Using the law of kamma – whatever action one does now, may be experienced in the future. That is how we create our future and ourselves. We lay down the kammic seeds now. These seeds will fruit if the right conditions are created for them to fruit.
Jesus said in the bible – you reap what you sow.
So… if you want love… you must give it out and continue to give out without expecting anything back. You just keep giving love. It is only in this way that you can get love back.
You can test yourself for real love:
If someone is mean to you – can you send them love? Can you perform an act of kindness towards them? If you say no, then you do not have real love for that person. If you said yes, then you may have real love.
If they are abusing you to the point of injury and you continue to love them – you could be a masochist – that is, you enjoy being hurt? If this is what you are experiencing, then it is not real love. It is the fact that you enjoy being hurt. It is a type pf greed for pleasure from being hurt.
If you leave them, to be kind to oneself, to prevent further injury, without hating them for making you leave them and you continue to have love for them – then this is real love.
You must understand that they are the way they are.
The Buddha described love as a quality of mind. In the Abhidhamma, it is called loving kindness or metta (adosa) and it is a ‘cetaseka’ that is, a mental factor that arises in the mind.

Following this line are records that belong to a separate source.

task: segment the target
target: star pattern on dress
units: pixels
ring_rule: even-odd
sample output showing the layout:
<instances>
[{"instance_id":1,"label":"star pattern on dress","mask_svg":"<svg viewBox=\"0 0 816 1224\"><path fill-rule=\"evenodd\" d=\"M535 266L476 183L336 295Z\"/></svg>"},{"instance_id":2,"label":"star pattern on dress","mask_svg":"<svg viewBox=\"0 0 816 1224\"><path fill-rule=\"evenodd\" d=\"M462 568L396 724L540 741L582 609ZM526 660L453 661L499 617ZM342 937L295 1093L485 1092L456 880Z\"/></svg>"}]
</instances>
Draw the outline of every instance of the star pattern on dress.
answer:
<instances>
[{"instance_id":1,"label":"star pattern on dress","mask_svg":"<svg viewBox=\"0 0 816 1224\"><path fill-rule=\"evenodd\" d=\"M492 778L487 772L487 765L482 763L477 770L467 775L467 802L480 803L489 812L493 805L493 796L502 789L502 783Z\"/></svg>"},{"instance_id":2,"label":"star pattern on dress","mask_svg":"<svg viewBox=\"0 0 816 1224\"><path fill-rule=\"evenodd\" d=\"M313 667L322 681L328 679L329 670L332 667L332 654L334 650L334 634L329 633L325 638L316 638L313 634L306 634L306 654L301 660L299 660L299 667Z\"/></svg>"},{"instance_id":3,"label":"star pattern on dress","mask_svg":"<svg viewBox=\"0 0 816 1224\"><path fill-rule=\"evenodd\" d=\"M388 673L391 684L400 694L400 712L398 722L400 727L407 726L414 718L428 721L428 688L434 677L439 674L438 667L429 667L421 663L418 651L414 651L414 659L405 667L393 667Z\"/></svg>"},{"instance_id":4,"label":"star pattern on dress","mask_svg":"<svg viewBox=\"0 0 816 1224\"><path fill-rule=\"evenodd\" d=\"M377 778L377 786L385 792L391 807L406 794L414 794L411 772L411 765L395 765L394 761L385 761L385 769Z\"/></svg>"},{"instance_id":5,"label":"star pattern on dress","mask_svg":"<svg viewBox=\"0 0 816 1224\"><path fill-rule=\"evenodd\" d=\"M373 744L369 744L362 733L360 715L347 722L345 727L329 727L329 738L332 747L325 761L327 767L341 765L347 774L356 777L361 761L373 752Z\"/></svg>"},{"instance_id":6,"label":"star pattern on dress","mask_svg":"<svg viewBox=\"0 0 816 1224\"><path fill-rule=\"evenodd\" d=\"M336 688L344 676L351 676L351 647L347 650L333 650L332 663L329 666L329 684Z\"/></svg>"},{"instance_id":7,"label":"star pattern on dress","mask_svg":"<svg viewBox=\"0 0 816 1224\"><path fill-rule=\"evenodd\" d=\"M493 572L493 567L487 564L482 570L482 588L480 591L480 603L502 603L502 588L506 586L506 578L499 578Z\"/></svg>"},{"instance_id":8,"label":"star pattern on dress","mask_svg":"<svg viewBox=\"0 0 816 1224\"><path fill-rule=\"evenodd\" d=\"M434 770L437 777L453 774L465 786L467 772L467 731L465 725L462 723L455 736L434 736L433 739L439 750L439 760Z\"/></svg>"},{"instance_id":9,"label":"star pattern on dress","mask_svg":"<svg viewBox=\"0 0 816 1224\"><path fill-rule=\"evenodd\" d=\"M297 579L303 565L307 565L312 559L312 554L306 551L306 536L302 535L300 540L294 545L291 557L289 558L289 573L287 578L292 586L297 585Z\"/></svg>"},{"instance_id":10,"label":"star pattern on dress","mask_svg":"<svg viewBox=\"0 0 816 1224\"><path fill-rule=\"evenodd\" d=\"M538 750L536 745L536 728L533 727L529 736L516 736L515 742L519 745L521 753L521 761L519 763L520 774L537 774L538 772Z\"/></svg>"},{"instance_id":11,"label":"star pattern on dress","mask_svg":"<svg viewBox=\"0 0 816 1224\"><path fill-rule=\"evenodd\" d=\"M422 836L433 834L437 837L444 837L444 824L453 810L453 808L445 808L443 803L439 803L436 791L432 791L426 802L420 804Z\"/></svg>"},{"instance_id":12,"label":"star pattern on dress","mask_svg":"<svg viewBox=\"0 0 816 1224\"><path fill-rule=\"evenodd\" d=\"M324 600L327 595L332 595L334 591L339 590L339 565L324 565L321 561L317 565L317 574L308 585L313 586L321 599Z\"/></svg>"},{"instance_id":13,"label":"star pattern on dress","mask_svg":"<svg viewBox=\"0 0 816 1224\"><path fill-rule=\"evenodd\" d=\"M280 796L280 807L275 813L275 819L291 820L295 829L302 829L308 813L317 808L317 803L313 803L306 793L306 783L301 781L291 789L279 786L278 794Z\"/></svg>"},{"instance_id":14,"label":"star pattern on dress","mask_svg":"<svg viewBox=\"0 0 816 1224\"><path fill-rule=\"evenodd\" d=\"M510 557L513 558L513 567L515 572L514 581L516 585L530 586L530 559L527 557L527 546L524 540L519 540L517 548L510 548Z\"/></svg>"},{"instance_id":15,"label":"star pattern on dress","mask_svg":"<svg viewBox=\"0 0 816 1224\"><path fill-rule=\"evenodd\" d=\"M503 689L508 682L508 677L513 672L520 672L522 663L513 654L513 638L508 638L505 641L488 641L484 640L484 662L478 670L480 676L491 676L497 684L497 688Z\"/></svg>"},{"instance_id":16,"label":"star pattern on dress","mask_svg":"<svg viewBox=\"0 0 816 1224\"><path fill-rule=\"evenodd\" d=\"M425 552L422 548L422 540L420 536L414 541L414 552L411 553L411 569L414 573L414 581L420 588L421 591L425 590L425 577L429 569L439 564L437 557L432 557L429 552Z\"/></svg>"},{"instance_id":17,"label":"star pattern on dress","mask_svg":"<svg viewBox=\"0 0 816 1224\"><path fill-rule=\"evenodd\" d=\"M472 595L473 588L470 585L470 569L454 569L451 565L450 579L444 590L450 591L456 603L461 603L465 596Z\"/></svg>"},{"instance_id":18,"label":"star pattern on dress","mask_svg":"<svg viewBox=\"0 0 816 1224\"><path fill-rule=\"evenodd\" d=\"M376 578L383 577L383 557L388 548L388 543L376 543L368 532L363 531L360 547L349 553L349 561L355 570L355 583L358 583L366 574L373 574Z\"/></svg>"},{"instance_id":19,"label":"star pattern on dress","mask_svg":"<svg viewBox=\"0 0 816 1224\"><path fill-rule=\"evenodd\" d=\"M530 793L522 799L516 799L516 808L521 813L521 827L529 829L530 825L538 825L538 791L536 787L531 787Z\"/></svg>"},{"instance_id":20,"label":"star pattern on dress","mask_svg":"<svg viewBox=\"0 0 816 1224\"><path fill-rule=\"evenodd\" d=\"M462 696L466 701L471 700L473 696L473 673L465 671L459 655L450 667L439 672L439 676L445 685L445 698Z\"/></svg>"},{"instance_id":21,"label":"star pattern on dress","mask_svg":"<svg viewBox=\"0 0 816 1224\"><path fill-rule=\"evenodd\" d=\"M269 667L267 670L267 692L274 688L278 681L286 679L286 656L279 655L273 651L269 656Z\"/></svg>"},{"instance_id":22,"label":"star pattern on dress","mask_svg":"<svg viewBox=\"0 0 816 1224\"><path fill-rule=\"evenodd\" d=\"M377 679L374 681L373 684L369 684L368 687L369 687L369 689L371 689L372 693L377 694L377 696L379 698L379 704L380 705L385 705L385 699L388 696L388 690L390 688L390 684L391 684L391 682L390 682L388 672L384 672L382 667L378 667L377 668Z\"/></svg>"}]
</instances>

Loving kindness the Buddha says is a quality of mind that can be developed to become perfect. Loving kindness can be developed through practicing loving kindness as a mental training through meditation and by acts of kindness towards elf and others.
Why are You Looking For love?
It seems to be our nature. We seek being liked, wanted and approved of. It is a natural instinct. It is a need for security. This means that we will not be hurt, destroyed. Our existence will not be threatened. If we are not approved of, there is a chance that we may be destroyed.
So perhaps it is a survival activity. If others want and approve of us, they are likely to not harm us. They will take care of us. They will help us. They will help us meet our needs.
We seek others craving us, desiring us. We make ourselves desirable.